Oil Surges to Settle at Three-Month High on Bullish Outlook

Global Energy

Oil prices climbed to their highest in three months on Thursday after a closely watched oil forecaster predicted prices would climb to $75 over the next two years, adding to early gains notched after a rally in Chinese stocks worries about Syria.

PIRA Energy Group, a closely watched forecaster that predicted the collapse in oil prices a year ago, said it sees crude prices at $70 per barrel by the end of 2016 and $75 a barrel in 2017.

Brent crude oil futures <LCOc1> closed up $1.72 at $53.05 a barrel, while U.S. crude futures <CLc1> closed up $1.62 at $49.43 a barrel.

Earlier, crude prices climbed on buoyant Chinese equity markets and as Russia's military involvement in Syria brought a geopolitical risk premium into the market.

Chinese stock markets rose 3 percent after a week-long holiday, the biggest rise in two trading weeks.

"Sentiment regarding China appears to have shifted of late and we feel that further stability in the Chinese stock market will limit downside price follow-through across the energy complex," said Jim Ritterbusch, president of Galena, Illinois-based Ritterbusch & Associates.
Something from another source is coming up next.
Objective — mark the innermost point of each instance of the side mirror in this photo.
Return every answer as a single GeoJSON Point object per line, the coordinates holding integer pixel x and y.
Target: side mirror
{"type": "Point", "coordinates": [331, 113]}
Syrian troops and allied militia backed by Russian air strikes and cruise missiles attacked rebel forces.

"The situation is getting complicated very quickly and raising the geopolitical risk in the region to a new high," Energy Management Institute analyst Dominick Chirichella said about the conflict in Syria.

"This has caught the attention of the market place (and) is viewed as a situation that could potentially impact the flow of oil from the region as well as degrading the already declining relationship between Russia and the U.S."

Brent is on track to rise more than 10 percent this week, close to its largest weekly increase since early 2009, after oil industry executives warned that this year's fall below $50 would force higher-cost producers to reduce output.

Separately, minutes from the U.S. Federal Reserve's Sept. 16-17 meeting, released on Thursday, showed the Fed's policymaking committee was unsettled by signs of turmoil abroad but did not think this had "materially altered" the outlook for the U.S. economy.

"The Fed minutes had them worrying about inflation even though they still think they can raise rates this year and there are geopolitical concerns, but I think there is a focus on production destruction in the United States and that is also helping lift prices," said Phil Flynn, analyst at Price Futures Group in Chicago.